Problem. Given one shared dictionary and B boards, score every board (Boggle scoring) in parallel against an immutable shared Trie, using a per-board visited array and found-set. Return the score of each board.

Constraints. 1 ≤ M, N ≤ 5, up to 10^4 words, 1 ≤ B ≤ 10^3 boards.

Hint. Build the Trie once. Launch one worker per board (goroutine / thread / process). No Trie mutation — collect found words per board in a local set, then score. Merge nothing across boards.

Evaluation criteria. - Per-board scores match a single-threaded reference. - The shared Trie is provably unmodified after all boards are scored. - No data races (run with the race detector / thread sanitizer where available). - Throughput scales with worker count up to the core count.


General Guidance for All Tasks

  • Always validate against the brute-force oracle first. For single-word tasks, hand-check small boards; for Word Search II, run Word Search I per word and compare the result sets.
  • Get the unmark right. The most common bug is failing to restore the cell on every return path. Assert the board is unchanged after each solve.
  • Pick a sentinel outside the alphabet ('#' for a–z/A–Z), or use a visited array when the board must stay read-only (e.g. concurrency).
  • One word → Word Search I; a dictionary → Word Search II (Trie). Never loop Word Search I over a dictionary in production.
  • De-duplicate found words (clear the terminal marker or use a set) — one word can be spelled by multiple paths.
  • Keep the Trie shareable when concurrent: do not mutate it (no leaf pruning on a shared Trie); track per-solve state externally.
  • Distinct cells only. Word Search forbids reuse; if a problem allows reuse it is a walk problem (matrix power / layered DP), not backtracking — see 11-graphs/32-paths-fixed-length.

Suggested progression

Work the tasks in this order to build the topic from the ground up:

  1. Tasks 1–2 establish the single-word DFS in both marking styles (in-place and visited); confirm they agree.
  2. Tasks 3, 10 vary the output of the single-word search (count starts, return the path) — same engine, different reporting.
  3. Task 4 builds the Trie in isolation, decoupled from the grid, so its bugs are caught before the sweep.
  4. Tasks 5, 6 introduce the two big generalizations: 8-direction adjacency and the Trie sweep.
  5. Tasks 7–9 layer on the production optimizations (leaf pruning, scoring, longest word).
  6. Tasks 11–14 add concurrency, pre-filtering, the line-only Aho-Corasick variant, and memory (DAWG).
  7. Task 15 and S1–S3 test judgment (which tool applies) and advanced engineering (all-paths, Qu tile, parallel service).
  8. Task B ties it together empirically: measure the naive-vs-Trie crossover and confirm it matches the theory.

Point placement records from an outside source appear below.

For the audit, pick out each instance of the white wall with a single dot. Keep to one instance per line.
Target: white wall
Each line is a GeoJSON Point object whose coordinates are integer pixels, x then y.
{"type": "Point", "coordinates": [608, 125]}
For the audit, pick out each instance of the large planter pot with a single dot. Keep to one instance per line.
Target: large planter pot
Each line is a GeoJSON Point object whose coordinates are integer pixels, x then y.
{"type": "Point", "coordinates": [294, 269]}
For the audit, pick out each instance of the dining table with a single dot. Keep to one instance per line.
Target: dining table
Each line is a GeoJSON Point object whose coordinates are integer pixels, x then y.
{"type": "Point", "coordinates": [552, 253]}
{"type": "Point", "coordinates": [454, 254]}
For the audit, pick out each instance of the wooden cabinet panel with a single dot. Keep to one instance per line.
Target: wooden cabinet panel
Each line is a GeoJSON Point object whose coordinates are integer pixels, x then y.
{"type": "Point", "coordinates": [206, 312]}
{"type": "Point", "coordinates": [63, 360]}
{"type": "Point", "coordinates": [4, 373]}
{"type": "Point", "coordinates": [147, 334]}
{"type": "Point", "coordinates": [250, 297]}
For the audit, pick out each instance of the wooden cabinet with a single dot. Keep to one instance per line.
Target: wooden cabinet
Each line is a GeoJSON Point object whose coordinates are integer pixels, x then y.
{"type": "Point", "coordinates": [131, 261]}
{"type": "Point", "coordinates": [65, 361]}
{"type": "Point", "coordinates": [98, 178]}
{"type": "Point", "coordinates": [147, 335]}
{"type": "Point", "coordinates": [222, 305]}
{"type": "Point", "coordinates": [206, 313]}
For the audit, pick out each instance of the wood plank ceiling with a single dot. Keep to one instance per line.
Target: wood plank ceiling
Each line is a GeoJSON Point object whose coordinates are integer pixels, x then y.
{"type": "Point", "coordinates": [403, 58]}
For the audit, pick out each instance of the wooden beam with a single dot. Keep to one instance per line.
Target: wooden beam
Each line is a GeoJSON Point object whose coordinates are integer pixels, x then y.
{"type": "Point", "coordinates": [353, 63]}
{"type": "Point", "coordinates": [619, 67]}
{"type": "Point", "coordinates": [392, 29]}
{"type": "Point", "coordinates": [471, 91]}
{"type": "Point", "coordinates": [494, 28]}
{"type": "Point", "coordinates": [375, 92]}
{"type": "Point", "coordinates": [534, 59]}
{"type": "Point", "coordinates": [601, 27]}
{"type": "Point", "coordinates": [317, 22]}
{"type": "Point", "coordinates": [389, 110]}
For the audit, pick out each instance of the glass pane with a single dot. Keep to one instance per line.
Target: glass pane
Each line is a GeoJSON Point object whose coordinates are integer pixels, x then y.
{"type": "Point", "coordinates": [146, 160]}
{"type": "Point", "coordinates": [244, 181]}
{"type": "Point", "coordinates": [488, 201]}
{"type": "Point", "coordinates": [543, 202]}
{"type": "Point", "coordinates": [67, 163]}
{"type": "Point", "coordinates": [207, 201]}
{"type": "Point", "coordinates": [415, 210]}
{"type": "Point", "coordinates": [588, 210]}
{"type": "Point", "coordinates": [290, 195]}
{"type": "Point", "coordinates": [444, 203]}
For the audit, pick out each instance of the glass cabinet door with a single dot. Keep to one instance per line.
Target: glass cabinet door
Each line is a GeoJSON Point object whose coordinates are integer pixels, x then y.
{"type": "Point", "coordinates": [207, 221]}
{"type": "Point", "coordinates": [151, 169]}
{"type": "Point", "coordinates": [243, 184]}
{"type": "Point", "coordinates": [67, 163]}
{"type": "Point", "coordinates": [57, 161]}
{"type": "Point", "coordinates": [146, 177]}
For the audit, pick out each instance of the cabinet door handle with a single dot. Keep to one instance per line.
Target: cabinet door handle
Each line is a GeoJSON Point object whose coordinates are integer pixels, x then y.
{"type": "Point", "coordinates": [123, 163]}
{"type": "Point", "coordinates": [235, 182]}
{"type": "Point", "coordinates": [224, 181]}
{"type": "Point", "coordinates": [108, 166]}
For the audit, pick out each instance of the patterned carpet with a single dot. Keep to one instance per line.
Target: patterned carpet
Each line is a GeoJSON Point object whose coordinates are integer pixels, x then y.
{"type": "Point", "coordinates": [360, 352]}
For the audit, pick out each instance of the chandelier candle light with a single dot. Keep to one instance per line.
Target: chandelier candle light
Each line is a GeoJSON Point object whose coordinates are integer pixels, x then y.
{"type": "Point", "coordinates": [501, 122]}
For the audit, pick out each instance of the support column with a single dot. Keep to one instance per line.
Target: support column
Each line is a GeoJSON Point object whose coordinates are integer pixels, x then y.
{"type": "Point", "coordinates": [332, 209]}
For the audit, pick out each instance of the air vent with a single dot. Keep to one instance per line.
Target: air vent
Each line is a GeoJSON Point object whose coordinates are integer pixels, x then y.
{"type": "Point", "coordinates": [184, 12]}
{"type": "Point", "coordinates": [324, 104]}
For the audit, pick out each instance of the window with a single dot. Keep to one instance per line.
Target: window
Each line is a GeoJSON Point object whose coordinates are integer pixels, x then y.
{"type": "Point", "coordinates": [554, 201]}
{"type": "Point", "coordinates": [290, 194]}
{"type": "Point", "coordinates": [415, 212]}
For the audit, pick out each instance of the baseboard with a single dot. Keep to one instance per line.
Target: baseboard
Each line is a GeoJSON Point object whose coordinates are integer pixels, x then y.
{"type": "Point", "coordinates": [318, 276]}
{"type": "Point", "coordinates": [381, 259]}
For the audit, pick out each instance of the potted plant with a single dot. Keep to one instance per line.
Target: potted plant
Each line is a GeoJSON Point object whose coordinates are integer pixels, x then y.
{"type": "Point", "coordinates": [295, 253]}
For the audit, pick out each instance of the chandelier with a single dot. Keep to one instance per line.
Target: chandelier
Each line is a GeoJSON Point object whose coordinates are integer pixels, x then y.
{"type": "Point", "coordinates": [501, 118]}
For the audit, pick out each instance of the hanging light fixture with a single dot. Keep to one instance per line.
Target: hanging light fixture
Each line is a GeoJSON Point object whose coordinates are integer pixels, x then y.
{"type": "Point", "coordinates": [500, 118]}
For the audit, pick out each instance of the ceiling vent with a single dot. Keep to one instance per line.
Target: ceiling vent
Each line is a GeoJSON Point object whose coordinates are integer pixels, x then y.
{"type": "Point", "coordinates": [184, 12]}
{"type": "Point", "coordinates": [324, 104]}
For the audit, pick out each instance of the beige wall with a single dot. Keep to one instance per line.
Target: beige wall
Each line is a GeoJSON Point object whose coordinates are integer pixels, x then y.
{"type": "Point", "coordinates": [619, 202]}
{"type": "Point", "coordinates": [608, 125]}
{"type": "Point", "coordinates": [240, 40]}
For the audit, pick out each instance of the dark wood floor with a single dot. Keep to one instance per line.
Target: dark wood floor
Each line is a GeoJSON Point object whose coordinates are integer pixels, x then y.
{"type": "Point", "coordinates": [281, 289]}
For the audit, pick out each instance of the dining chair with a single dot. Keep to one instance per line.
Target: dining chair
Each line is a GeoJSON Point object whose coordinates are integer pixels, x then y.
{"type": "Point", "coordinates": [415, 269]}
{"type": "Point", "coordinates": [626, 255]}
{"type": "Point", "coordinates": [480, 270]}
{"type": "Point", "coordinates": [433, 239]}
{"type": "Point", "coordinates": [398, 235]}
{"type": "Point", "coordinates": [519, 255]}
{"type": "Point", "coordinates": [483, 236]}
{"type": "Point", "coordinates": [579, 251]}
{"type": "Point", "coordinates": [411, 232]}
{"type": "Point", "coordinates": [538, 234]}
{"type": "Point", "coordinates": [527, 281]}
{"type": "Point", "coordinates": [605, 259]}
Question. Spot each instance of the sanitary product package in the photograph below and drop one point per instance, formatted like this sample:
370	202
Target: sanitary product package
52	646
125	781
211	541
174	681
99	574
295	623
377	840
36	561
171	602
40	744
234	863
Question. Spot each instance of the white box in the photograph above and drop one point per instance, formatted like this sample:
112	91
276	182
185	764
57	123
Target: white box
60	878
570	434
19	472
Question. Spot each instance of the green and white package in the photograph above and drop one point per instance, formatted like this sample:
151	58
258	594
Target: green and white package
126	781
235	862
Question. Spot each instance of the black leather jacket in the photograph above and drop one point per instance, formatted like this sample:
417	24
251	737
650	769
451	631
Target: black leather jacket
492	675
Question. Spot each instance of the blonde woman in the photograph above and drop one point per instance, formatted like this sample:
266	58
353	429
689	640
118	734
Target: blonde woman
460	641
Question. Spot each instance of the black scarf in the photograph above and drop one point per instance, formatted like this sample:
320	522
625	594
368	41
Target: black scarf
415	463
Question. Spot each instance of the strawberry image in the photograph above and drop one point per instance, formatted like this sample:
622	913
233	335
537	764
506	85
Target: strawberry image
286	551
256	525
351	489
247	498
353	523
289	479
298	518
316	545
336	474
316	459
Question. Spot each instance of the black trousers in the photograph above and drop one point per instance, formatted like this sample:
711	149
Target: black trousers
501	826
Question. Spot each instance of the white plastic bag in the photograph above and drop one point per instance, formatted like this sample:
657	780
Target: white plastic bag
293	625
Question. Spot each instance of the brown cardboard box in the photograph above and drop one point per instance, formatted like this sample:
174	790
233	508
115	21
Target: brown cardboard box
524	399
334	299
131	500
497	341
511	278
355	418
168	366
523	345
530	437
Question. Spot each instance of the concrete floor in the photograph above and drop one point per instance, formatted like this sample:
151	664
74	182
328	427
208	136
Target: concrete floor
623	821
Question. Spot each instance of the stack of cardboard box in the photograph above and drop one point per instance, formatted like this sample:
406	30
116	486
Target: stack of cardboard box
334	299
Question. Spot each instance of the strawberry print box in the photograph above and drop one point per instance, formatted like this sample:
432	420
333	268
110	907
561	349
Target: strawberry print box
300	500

Common cross-task pitfalls

  • Forgetting to unmark on the success path (not just the failure path) — the early return true must still restore the cell.
  • Counting paths instead of starts (Task 3) or paths instead of words (Tasks 6, 9) — clarify which the spec wants.
  • Mutating a shared Trie in the concurrent tasks (11, S3) — use a per-solve set instead.
  • Off-by-one in adjacency when switching to 8 directions (Tasks 5, 8, S2) — bounds-check every neighbor.

Each task must be implemented and tested in Go, Java, and Python, with identical outputs across all three on the same seeded inputs.